Some took it a step further and used win totals -- or maybe third-order win totals, in which the Rangers and Yankees were separated by a full seven games -- to support the narrative, but the end-of-season Rangers were considerably more dangerous on the whole than, say, the June 1st Rangers (sans Cliff Lee), and I suspect that the ability to strip the fifth starter and the back end of the bullpen and the persistent need to dole out rest days to the lineup regulars -- and playing time for backups in the vein of Andres Blanco and friends -- out of the equation, and then go to war almost solely with the 18-19 best players on the playoff roster, drew the Yankees and Rangers far closer together talent-wise than their regular-season or third-order records would indicate.
None of this is to say that the amount of money a team dispenses to its on-hand talent is not important, but where the real importance lies is in getting to the playoffs in the first place, rather than succeeding there. (I have yet to find a study detailing the correlation between the post-season win-loss records of teams that make it to the playoffs and their corresponding team payrolls, but I have a difficult time fathoming that there is a meaningful correlation over a 10-year period.) Statistician Tom Tango addressed this back in mid-April by analyzing the correlation between "playoff-level" teams (89 wins or better) and their payrolls relative to league average over a period spanning 1998-2009, and ultimately he found a "very strong link" between payroll and winning; furthermore, he boiled down a team's chances of making the playoffs to the following equation:
Percent chance of making the playoffs = (Payroll Index / 2) - 23, where Payroll Index is equal to (team payroll / league-average payroll) x 100
Over that 12-year span, the Rangers' final tally of 89-win seasons (two) predictably failed to match the high expectations set by overall above-average payrolls, which brings me back to one of my older arguments: A-Rod didn't sink the early-00s Rangers. Poor talent evaluation and decision-making, which bred worse pitching -- which was a direct function of poor evaluation, be it in the draft or free agency or the trade market -- and overall inefficient spending played a far bigger role in killing those teams than the A-Rod contract. Spending big money is obviously not an inherently flawed "strategy," but you need the right personnel to oversee it, and the right talent evaluators in advisory roles.
And after years of grossly inefficient spending, the 2009-10 Rangers were finally back on the right track, with this year's ballclub spending the second-lowest number of marginal dollars per marginal win ($1,064,023) in baseball. But this is a descriptive stat more than it is predictive, and that second-lowest mark won't continue, as the Rangers have hit the final step in their contending plan and are now in a position where we would reasonably expect a precipitous climb in payroll -- and, yeah, they're going to need it if they have any designs on keeping Cliff Lee, or Josh Hamilton, or C.J. Wilson, let alone acquiring additional talent at other positions of relative weakness like catcher.
The Yankees will probably be back next year, and probably the Rangers, as well, and the odds will be decent that they again clash in October and are again close talent-wise.

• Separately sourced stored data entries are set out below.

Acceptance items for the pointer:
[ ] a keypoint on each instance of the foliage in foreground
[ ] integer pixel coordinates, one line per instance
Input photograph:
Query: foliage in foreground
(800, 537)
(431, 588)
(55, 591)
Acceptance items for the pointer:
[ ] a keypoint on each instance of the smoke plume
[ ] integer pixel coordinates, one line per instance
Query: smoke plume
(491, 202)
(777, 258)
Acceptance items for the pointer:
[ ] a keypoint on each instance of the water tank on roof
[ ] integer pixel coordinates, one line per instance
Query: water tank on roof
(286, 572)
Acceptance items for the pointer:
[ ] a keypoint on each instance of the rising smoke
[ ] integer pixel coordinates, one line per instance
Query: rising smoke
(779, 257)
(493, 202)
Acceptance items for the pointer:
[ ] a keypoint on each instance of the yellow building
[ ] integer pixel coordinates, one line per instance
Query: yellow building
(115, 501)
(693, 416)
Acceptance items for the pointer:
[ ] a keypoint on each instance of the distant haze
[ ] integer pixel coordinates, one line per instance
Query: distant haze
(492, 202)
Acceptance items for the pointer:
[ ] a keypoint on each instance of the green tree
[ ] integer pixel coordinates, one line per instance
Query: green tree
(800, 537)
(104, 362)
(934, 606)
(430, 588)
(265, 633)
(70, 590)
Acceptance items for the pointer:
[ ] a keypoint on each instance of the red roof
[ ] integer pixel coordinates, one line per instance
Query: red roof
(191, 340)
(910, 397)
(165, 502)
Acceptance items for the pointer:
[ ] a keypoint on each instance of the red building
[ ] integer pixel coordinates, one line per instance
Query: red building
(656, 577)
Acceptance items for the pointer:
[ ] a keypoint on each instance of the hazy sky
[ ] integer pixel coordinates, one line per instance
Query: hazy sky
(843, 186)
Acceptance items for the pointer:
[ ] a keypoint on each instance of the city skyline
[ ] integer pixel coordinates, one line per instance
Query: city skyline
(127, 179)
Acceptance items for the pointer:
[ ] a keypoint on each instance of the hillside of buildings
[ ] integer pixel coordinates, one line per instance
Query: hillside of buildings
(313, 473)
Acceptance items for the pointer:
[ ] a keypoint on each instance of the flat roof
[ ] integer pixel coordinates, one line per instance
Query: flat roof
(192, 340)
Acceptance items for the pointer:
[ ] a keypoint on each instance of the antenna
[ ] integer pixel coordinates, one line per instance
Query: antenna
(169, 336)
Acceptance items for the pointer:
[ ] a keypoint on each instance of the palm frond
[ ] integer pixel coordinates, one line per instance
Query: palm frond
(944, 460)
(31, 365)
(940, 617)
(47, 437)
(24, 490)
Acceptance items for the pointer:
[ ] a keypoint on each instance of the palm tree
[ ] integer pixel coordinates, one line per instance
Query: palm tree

If this happens, there will likely still be a payroll disparity of no less than $100 million existing between the two clubs, and somebody will yet again raise this in the context of the playoffs, and maybe even invoke that same Biblical comparison. You can safely ignore dollar totals at that point, because if things have reached that point, the dollars will have already accomplished their primary goal ... and then, with any luck, crack a smile at the thought that the Yankees have to go through the defending world champions.